While the women continued to fill Saida’s home with clouds of tears, Madam Lilla, our queen of salt, hurried out of the house opening her umbrella. The sun was high in the sky but this woman was determined. The plan was to go first to the old city, just three-hundred metres away, and from there to the holy cave. At a time when everyone was leaving Saida’s home to bury the young soldier we were on our way underground. Or rather we were stumbling after Madam Lilla who marched ahead under a black satin umbrella marked Hotel Ritz-Paris. Madam Lilla was continuously rattling out sharp, rapid notes.
“You can’t come all the way here and not visit Tanit. We must go in and give our respects to the Goddess Tanit. You can’t start a day like that. We aren’t just going to sit down and cry. Or suffocate in that house. We need to get out and walk. You can sleep later. Get some rest later. You might be tired but
that doesn’t matter. Now we have to walk. Yes, we have to walk. Yes, it’ll be good for you to see Tanit. Very good for you. Yes. Yes.”

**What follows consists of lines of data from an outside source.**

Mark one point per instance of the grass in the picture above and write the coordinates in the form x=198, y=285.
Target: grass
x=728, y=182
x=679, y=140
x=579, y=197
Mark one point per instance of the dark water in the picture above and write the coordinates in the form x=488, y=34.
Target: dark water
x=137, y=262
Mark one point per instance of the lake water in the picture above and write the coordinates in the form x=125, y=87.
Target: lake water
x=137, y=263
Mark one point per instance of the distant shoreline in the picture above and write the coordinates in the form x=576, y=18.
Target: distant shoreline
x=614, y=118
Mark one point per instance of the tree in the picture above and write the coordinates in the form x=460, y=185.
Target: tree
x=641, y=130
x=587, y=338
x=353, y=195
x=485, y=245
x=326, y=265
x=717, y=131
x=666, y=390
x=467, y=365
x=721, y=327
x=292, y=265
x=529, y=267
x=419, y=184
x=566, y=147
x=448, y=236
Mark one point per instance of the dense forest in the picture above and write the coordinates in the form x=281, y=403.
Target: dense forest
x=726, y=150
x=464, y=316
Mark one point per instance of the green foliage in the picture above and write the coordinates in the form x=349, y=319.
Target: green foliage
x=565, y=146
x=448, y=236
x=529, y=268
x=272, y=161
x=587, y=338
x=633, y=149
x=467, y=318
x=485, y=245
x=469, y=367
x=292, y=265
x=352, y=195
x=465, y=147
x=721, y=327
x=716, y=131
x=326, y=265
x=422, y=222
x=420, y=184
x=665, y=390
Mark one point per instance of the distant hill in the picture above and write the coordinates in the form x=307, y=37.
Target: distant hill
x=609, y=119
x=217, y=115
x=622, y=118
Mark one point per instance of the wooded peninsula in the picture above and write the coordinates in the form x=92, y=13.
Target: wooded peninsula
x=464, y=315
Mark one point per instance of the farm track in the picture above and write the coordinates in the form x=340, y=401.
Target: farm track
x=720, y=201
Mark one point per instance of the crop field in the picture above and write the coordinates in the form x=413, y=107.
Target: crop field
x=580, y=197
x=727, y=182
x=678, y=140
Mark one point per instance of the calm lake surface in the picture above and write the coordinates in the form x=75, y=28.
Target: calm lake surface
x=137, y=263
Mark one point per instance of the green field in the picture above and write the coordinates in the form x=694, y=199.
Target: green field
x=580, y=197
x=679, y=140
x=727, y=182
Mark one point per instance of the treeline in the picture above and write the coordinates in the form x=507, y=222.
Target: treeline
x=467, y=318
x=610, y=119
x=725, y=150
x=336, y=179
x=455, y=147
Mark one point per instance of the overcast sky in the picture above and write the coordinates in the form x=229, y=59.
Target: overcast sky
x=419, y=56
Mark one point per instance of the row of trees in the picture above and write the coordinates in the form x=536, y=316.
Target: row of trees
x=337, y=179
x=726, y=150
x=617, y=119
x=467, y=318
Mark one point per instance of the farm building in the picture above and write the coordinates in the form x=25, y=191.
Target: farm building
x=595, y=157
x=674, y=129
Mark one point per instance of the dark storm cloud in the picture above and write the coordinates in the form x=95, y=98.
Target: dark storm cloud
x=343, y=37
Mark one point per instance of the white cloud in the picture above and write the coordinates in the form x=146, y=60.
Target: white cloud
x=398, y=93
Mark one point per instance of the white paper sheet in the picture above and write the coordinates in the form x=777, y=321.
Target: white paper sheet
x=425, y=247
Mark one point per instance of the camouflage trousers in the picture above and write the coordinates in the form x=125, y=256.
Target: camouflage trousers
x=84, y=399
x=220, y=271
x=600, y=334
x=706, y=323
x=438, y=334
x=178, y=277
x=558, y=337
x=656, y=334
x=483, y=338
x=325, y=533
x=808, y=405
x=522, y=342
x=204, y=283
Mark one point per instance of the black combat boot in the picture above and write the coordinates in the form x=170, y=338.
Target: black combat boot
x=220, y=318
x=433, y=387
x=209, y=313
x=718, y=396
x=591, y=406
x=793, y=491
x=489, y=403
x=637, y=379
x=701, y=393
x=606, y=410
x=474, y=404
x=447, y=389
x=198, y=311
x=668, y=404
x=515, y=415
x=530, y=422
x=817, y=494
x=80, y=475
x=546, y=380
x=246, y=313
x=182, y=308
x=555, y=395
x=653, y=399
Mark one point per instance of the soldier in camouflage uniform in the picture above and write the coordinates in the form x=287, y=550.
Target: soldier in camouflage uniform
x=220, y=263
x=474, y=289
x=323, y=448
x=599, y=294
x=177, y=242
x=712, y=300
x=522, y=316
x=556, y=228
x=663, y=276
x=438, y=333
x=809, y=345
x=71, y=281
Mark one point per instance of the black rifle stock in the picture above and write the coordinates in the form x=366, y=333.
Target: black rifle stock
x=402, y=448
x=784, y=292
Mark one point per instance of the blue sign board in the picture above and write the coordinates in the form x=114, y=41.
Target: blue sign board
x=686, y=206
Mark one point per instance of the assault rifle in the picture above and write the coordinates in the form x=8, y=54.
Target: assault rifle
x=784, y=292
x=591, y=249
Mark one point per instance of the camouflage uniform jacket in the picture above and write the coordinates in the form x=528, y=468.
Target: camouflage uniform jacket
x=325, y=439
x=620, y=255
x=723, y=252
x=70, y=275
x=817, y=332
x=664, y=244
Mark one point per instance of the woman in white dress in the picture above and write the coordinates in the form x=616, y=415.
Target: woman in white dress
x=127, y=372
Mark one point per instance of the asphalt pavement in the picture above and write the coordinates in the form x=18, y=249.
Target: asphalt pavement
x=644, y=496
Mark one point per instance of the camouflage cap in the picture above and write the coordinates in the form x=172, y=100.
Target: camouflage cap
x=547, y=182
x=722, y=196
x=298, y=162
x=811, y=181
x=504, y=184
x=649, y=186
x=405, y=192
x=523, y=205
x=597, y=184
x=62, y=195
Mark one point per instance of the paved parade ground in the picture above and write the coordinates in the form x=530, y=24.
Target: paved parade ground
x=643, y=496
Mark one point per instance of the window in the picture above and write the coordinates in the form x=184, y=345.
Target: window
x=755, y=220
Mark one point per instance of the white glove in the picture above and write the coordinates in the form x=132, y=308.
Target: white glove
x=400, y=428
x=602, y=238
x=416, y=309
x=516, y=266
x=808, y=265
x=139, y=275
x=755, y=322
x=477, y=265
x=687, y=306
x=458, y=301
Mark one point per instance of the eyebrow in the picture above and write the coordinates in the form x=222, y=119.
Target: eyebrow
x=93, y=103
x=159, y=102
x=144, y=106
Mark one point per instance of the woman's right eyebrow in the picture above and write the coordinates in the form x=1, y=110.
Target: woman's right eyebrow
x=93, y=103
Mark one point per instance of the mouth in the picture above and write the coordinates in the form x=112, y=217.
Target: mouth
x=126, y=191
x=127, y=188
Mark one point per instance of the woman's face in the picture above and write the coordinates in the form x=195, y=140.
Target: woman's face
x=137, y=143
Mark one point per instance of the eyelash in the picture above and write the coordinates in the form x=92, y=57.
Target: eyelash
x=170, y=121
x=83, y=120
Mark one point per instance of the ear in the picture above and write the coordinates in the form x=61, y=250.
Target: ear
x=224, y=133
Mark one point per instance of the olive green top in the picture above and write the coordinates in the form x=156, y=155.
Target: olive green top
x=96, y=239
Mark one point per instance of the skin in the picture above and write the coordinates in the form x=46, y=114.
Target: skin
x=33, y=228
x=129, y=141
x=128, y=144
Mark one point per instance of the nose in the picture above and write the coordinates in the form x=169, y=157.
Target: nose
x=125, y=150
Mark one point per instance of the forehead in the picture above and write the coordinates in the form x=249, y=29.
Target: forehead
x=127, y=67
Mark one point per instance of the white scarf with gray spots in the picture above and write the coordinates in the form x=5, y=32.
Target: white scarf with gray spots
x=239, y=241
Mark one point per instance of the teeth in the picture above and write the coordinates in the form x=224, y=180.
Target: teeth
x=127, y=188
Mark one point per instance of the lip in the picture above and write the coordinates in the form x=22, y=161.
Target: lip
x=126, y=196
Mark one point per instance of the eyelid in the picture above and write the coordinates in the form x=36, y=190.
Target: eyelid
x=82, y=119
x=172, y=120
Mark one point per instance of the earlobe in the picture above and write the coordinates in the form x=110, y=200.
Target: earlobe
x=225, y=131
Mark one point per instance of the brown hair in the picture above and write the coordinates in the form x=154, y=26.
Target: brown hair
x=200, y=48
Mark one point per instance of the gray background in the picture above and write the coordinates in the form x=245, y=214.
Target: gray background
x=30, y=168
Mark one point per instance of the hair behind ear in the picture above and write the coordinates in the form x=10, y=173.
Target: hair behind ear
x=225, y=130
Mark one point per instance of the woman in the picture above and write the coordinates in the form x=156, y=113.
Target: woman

Softly Maryam said to me, “We’re being rude to the other women. We should have stayed home.” Stones crunching under our boots, Madam Lilla turned to us and gave us a dark look from under her umbrella. She took three steps forward then stopped and peered into our faces.
“Ladies… You cannot stay home. Courtesy should be your last concern. We are pilgrims. So you can’t go home. If you go home you’ll suffocate and die. You aren’t like them. You have to keep walking.”
She started walking again, mumbling to herself: “The only thing you need now is Tanit.”
She was striding forward as if everyone in Saida’s home had rallied together and was coming after us. She was practically running. She was afraid of that suffering paste that stretched from hand to hand, infectious, thick, expanding. She was afraid that if it reached her she would be stuck. If that crying circle got her inside she was afraid she would fade away in the ring. To keep from falling or fading she was searching for something to hold onto. The best thing for her would be to go and see Tanit.
Even Maryam had toned down her usual sarcasm. As for Amira… She was the one among us that seemed most in need of a god. Someone she could pray to and ask forgiveness. I was looking at their faces as all of this raced through my mind but the expression on mine must have been blank because Maryam felt the need to share some of her encyclopedic knowledge:
“Tanit … a goddess, yes … Like Cybele or Artemis in your part of the word. For the Tuareg she’s Tin Hinan… You see a mother goddess. Tanit is just another stage name.”